I usually do not take the time to write editors of journals or newspapers regarding articles they publish, however I was compelled to respond to the article authored by Robert Cooperstein, MA, DC, "Spinal Graffiti: The Rise And Fall Of The Harrison Spinal Model," (DC, October 21, 1996).

Back in 1982, while preparing for graduation from Palmer College of Chiropractic, I was investigating various techniques that could scientifically explain the spinal model and teach the most effective methods at locating, detecting, and correcting the spinal subluxation. I studied several techniques teaching spinal biomechanics before reading Dr. Don Harrison's early works in 1982. After graduation I immediately went into practice utilizing a combination of several techniques, continually searching for one that would produce predictable results. Since I have always been one to question authority, I became disillusioned with many technique peddlers and was seeking a technique that had its foundation in physics applied to human spinal anatomy.
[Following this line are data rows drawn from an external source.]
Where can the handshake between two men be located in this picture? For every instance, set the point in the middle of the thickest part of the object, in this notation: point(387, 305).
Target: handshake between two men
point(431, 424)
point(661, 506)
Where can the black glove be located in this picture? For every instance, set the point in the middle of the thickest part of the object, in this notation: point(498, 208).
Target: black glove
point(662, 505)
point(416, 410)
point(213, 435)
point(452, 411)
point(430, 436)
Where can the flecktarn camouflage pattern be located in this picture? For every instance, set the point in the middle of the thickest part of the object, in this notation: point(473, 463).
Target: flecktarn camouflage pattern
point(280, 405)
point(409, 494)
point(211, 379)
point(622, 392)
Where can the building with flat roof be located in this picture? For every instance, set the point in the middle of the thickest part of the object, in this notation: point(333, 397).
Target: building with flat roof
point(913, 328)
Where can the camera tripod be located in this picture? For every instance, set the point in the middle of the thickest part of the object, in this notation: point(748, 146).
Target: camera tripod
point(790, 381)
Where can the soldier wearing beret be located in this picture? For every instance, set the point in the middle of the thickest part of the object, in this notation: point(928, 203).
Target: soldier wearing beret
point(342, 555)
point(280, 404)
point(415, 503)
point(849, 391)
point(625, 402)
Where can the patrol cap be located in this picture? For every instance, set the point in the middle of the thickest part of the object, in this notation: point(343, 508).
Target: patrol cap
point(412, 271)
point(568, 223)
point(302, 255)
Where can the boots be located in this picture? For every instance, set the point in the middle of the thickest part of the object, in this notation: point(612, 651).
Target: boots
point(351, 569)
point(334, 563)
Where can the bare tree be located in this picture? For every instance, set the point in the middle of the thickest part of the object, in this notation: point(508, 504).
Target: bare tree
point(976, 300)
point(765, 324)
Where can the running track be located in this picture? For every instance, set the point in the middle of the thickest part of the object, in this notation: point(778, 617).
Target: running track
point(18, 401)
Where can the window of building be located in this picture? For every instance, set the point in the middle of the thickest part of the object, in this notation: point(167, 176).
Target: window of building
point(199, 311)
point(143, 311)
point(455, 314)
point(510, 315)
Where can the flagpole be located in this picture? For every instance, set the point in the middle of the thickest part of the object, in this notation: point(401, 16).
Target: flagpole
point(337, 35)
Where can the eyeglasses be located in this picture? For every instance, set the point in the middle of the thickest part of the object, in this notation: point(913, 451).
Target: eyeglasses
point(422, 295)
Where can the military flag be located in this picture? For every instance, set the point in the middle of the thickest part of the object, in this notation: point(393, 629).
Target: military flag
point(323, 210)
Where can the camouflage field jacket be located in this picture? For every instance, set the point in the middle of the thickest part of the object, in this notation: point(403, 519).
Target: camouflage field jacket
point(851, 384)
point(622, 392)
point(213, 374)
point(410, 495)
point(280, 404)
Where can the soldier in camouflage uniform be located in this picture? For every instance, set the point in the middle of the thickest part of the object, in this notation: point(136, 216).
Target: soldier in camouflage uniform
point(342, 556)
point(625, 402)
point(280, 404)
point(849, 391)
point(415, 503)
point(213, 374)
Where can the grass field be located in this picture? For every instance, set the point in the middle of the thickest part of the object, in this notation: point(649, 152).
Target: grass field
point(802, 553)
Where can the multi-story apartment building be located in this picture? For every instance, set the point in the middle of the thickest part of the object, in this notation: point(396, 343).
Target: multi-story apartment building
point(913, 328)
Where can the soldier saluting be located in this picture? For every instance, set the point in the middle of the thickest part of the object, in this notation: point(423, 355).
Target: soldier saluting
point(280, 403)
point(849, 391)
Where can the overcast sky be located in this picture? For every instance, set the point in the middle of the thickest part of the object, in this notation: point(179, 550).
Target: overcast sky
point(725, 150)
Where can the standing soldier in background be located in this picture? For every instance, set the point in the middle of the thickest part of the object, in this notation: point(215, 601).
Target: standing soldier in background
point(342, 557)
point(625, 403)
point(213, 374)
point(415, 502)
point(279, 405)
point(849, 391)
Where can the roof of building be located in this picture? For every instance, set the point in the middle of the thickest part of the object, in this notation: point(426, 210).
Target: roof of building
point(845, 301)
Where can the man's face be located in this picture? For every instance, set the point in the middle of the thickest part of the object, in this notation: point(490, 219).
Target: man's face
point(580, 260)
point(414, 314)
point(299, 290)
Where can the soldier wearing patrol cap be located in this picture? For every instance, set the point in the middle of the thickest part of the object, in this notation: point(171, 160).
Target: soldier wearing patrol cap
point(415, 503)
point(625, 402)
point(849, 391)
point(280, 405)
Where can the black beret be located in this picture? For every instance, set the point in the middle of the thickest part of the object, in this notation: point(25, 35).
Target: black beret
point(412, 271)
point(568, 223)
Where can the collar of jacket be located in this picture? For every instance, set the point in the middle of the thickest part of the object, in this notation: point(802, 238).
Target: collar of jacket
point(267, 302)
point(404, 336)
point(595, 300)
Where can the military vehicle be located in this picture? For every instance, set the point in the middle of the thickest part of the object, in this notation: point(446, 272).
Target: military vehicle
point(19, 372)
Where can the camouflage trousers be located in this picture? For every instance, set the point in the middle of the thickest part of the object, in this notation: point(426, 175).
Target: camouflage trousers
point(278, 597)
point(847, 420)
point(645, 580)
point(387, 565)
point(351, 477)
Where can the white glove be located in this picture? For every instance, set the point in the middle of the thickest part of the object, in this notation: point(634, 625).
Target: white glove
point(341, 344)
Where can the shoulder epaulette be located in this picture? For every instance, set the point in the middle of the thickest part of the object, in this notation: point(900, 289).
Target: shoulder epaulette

I believe we are at a turning point in the health care delivery system where there have been more alternative health care visits than traditional medicine in recent years. To improve chiropractic's position in the health care delivery system, the methods of diagnosing and correcting the spinal subluxation process must be definable using standard scientific terminology. This will enable the chiropractor to effectively communicate with allied health care professionals, especially when describing abnormal biomechanics as defined by Dr. Harrison by the various postural permutations. My efforts are coming to fruition in the local medical community by increased referrals from both hospitals and medical health care providers.

I am dismayed by Dr. Cooperstein's pride as being a "pain reduction business," as a measuration of the success of a chiropractor. Imagine valuing dental care as an absence of toothaches as opposed to valuing quality dental care such that one would retain dentition throughout life. I would measure success in a chiropractic patient by maintaining spinal integrity and increasing longevity through proper lifestyle and long-term maintenance chiropractic care.

Moving into the next millennia I applaud colleges and institutions that provide quality education and research for the chiropractic profession. Dr. Don Harrison has boldly written and rewritten several texts since I first read his works in 1982. In one respect your article gives tribute to Dr. Harrison's work, i.e., being able to more accurately define the sagittal spinal curves. I appreciate Dr. Harrison's efforts and dedication to the chiropractic profession, whether proving or disproving prior spinal models. It is this type of research that will improve the scientific validation of the chiropractic procedure and ultimately propel chiropractic to the level and prestige it deserves in the health care delivery system. On the other hand, it is chiropractic dissidents like Dr. Cooperstein that will set chiropractic back to traditional medicine where relieving pain is the primary goal, rather than establishing optimum function through optimum structure.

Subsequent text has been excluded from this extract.